Currently, I dont believe there are any opensource API endpoints for a diarization pipeline. I think localAI adding one would fill a hole in the current offerings. The lack of such endpoints requires local use of AI models, disrupting an entirely remote, API driven workflow.
Describe the solution you'd like
Projects like NeMo, pyannote, and Diart offer diarization workflows that could be linked to an api endpoint to provide remote diarization.
Describe alternatives you've considered
Additional context
Really liking the idea, adding it to the roadmap :+1:
I will try to implement this in the next few months.
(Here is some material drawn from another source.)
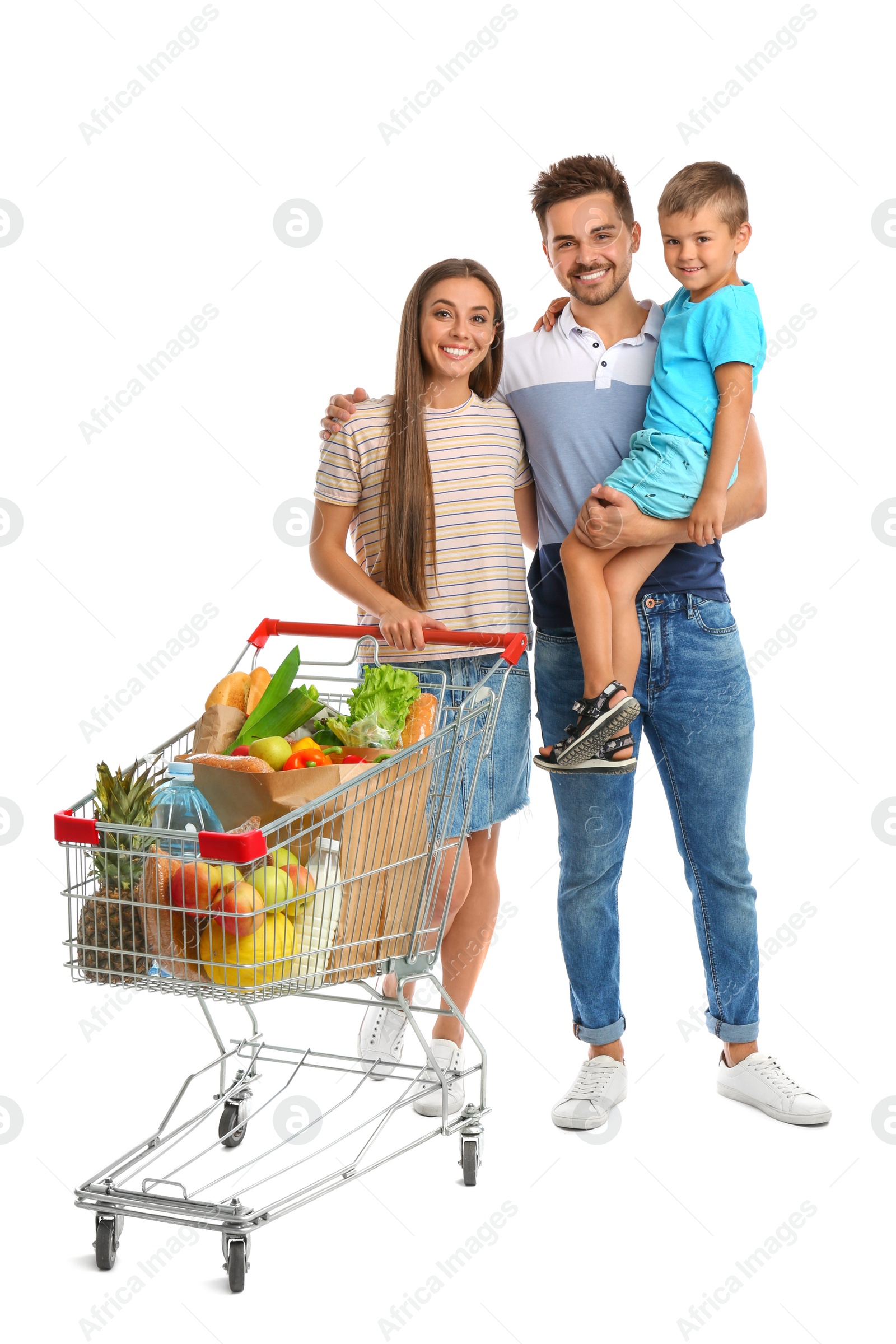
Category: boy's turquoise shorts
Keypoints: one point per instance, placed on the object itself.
(662, 474)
Pyannote now has an SDK for its cloud service, but I still have not found a local running API service.
My aim for the moment will be a /diarization endpoint to generate a diarization response (list of {speaker, start, stop} objects) and optionally a list of speaker embeddings. I may also try adding a /voiceprint endpoint to generate an embedding of an uploaded audio file.
https://github.com/QuentinFuxa/WhisperLiveKit
Thanks for taking interest in this! Ive looked into whisper livekit, but it just uses NeMo and Pyannote under the hood :)
I wanted to get to this earlier, but I never got around to figuring out how LocalAi plumbs the backends to the API. The python portion is relatively simple for pyannote, its just needs the additional API routes
I was rethinking the proposed endpoints, and I think this feature could be improved by the following design:
-
refactor
/vadendpoints to enabling using the pyannote segmentation model -
add a
/vad/embeddingendpoint to generate embeddings of audio files using pyannote, NeMo, etc models. -
add
/diarizationendpoint that calls the two above pipelines and clusters the outputs (k-means, VBx, etc - reference pyannote), Returns a list of{idx, speaker, start, stop}objects
These could all be implemented separately, as well
that all looks good to me.
Do you know if the embeddings would be able to identify speakers between audio clips? This would help when processing voice commands.
You would have to keep a database yourself to compare embeddings, just like you would with text.